“It is not the strongest of the species that survives, nor the most intelligent, but the one most responsive to change,” explained Charles Darwin in Origin of the Species, his treatise on natural selection and its role in evolution. For the generic drug industry, this universal maxim is hard at work, and it’s clearly evident the industry’s players are busy adapting to the pressures the current commercial and regulatory environment is presenting.
What does the future hold for the generic drug “species?” Time and profitability will tell, but it is obvious that some entities will thrive and prosper, while others less blessed with scale, cost-efficient operations, competitive agility and financial health will go the way of the mastodon — weakened by poorly understood or controlled processes and risk prone to expensive quality and compliance excursions — destined to be hunted down by faster, more efficient predators.
Global Market Warming
Total spending on medicines globally is projected to rise to $1 trillion in 2013 and to $1.2 trillion by 2016, says IMS Institute for Healthcare Informatics. For generic drugs, the market was worth $110.8 billion globally. In the report “Generic Drugs: World Market 2013-2023,” pharma industry analyst firm Visiongain predicts it will reach $156.9 billion by 2016, reflecting a compound annual growth rate of 5.5%. Visiongain set the U.S. market at $43.1 billion for generic drugs in 2011, making it the world’s largest national market for generics, followed by Germany, a distant second, at $8.6 billion. Visiongain says “the generics market is expected to achieve significant revenue growth over the forecast period owing primarily to the greater demand for cost-effective generic medicines.” (see sidebar: Generic Drugs: Cost Effective Indeed)
2012: A Pivotal Year
For the generic drug industry 2012 was a pivotal year. In 2012, more than 40 branded drugs representing some $35 billion in sales lost patent protection. Reporting for the New York Times, pharma industry observer Katie Thomas said the value of drugs scheduled to lose patent protection will be cut in half to some $17 billion and, consequently, have a negative impact similar to the effect patent expirations are having on the branded industry. While the ultimate effect of a constricting pipeline of generic drug patent expiration opportunities remains to be seen, generic producers, contract manufacturing operations (CMOs), excipient suppliers and other players are responding to market and competitive pressures, evolving and adapting to challenge adversity and win opportunity.
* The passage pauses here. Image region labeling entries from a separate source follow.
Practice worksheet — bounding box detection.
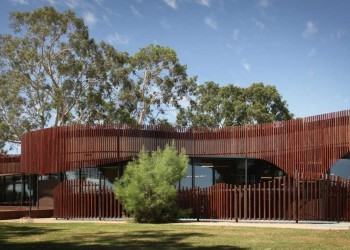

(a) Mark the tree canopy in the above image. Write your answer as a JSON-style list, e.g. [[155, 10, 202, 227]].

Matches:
[[0, 7, 195, 151], [115, 144, 189, 223], [177, 82, 293, 127], [132, 45, 196, 124], [0, 7, 102, 147], [0, 7, 293, 151]]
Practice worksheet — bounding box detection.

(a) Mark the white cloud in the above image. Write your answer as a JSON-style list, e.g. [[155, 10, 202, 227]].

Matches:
[[159, 19, 171, 29], [102, 15, 112, 28], [11, 0, 29, 5], [130, 5, 142, 17], [64, 0, 79, 9], [164, 0, 177, 9], [83, 11, 97, 26], [303, 21, 318, 38], [253, 19, 265, 30], [333, 29, 346, 39], [259, 0, 270, 8], [197, 0, 210, 7], [307, 70, 315, 78], [307, 48, 317, 57], [243, 62, 250, 72], [204, 17, 218, 30], [107, 33, 130, 45], [232, 29, 239, 41]]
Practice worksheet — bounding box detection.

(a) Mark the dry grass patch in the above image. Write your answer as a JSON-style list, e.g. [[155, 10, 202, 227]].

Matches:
[[0, 222, 350, 250]]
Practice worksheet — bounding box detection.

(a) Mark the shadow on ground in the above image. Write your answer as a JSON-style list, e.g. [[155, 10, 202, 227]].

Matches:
[[0, 224, 243, 250]]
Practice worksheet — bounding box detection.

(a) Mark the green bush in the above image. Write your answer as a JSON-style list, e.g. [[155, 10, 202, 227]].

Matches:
[[115, 143, 189, 223]]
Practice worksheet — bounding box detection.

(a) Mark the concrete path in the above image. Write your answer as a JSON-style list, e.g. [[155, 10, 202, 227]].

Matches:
[[0, 218, 350, 231]]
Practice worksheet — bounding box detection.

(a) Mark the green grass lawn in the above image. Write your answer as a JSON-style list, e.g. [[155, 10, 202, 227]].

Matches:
[[0, 222, 350, 250]]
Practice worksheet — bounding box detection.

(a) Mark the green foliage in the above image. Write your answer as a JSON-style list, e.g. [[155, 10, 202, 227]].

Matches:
[[177, 82, 293, 127], [131, 45, 196, 124], [115, 144, 189, 223], [0, 7, 101, 145]]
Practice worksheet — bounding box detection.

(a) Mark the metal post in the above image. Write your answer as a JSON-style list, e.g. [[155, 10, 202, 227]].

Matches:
[[21, 174, 25, 206], [98, 167, 102, 220], [29, 174, 33, 218], [295, 170, 299, 223]]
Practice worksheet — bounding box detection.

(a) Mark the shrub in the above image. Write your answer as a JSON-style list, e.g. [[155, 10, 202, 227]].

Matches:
[[115, 143, 189, 223]]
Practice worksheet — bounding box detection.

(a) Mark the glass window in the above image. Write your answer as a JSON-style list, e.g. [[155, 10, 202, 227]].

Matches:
[[194, 163, 213, 188], [180, 165, 192, 188]]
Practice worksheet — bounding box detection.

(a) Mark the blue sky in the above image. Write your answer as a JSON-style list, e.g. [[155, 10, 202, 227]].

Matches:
[[0, 0, 350, 117]]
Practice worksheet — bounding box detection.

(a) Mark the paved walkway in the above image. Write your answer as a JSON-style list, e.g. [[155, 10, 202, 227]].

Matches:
[[0, 218, 350, 230]]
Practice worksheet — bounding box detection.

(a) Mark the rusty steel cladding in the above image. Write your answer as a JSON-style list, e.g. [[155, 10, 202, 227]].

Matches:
[[15, 110, 350, 179]]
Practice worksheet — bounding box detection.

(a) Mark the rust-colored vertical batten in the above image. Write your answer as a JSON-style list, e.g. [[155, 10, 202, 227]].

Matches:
[[21, 110, 350, 178]]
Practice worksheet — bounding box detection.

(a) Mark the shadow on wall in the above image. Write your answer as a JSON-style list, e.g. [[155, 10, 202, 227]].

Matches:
[[329, 159, 350, 180]]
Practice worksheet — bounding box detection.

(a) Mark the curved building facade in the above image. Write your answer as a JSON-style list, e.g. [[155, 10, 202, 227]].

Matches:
[[0, 110, 350, 221]]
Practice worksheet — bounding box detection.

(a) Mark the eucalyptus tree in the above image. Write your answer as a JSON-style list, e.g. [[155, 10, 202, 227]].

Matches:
[[131, 45, 196, 124], [0, 7, 130, 150], [177, 82, 293, 127]]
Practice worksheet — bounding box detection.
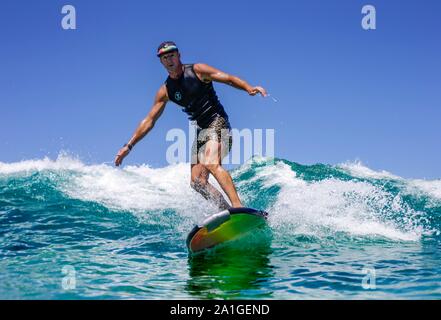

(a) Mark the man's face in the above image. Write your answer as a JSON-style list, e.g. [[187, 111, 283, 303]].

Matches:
[[160, 51, 181, 71]]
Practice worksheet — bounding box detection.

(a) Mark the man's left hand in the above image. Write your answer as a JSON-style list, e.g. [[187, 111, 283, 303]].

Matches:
[[248, 86, 268, 97]]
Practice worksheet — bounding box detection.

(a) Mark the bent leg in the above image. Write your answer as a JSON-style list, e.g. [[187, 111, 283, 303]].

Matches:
[[201, 140, 242, 207], [191, 163, 231, 210]]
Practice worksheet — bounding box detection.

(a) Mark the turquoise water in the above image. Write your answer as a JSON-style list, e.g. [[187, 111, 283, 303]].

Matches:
[[0, 156, 441, 299]]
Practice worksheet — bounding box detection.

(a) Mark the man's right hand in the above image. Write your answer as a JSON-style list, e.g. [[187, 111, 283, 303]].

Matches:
[[115, 146, 130, 167]]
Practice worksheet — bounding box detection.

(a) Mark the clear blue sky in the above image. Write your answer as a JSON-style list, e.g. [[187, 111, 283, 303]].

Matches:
[[0, 0, 441, 178]]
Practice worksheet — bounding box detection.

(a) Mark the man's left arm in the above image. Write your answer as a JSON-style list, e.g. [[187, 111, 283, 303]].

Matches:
[[194, 63, 267, 97]]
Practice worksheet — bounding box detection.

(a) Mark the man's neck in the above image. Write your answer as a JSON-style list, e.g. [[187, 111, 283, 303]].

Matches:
[[168, 63, 184, 79]]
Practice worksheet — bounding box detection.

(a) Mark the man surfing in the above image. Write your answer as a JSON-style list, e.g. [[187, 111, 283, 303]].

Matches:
[[115, 41, 267, 210]]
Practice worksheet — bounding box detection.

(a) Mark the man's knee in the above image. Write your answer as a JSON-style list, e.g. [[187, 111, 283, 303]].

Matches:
[[205, 163, 222, 173]]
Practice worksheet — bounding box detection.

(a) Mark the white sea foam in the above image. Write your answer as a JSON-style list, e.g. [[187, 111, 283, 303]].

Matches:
[[242, 162, 422, 241], [0, 155, 426, 241], [337, 161, 401, 180]]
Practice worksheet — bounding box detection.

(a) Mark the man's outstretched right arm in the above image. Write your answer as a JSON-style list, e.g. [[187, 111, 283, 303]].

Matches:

Some are seeking to exploit niche markets and technical acumen by focusing on producing difficult formulations. Others seek market share, global production assets and strategic therapeutic category positions through acquisitions, partnerships and alliances. When one starts looking across the supply chain, it’s obvious this behavior is being repeated again and again. A recent visit to CMO DSM Pharmaceutical Products affirms the pervasive view among industry players that smart collaborations and well-ordered alliances will provide longer-term advantages and healthy revenue streams. According to Wayne Weiner, vice president of Business Development, “DSM is establishing strategic alliances worldwide which build on our technical, manufacturing and regulatory expertise with partners’ understanding of patient needs to bring generic and specialty medicines to market in a reliable and sustainable way; and consistent with DSM’s Quality for Life program.”
Noteworthy, and with a certain irony, large generic pharma is also looking to secure positions in branded pharma to support strategic business goals and attain longer-term financial and business success, pursuing a hybrid business model to help assure sales and revenue, as well as investor returns. Of course, big branded pharma has also, over the years, been busy staking out its territory in the generics space.
Last October, Watson acquired Activis, adopted its name and in the process made itself the third largest generic maker in the world. Seven months later, Valeant Pharmaceuticals was reported to be chasing Activis, as was Mylan which offered $15 billion for the Parsippany, N.J.-based company — an offer it rejected according to a May 14 Reuters report. Just over a week later, media reported that Activis agreed to acquire specialty pharmaceutical company Warner Chilcott Plc. in a $5 billion deal. A Wall Street Journal piece May 21 provided insight: “The Warner Chilcott deal would help Activis — whose core generic-drug business faces difficult market conditions — further diversify into patented, brand name drugs.” According to the report, Activis said the Warner Chilcott acquisition would strengthen its portfolio and boost annual revenue to about $11 billion.
Other companies are creating alliances and defining new partnership models, as well as closely examining, then trimming asset costs or looking to divest noncore assets to achieve similar ends. Teva, widely acknowledged as the global generic drug industry’s leader (ranked 10th by IMS as among the top 20 pharma manufacturers in 2012 by sales of $24.8 billion), has been responding to business environment pressures, busy restructuring itself to compete in the generics industry’s fast-changing environment.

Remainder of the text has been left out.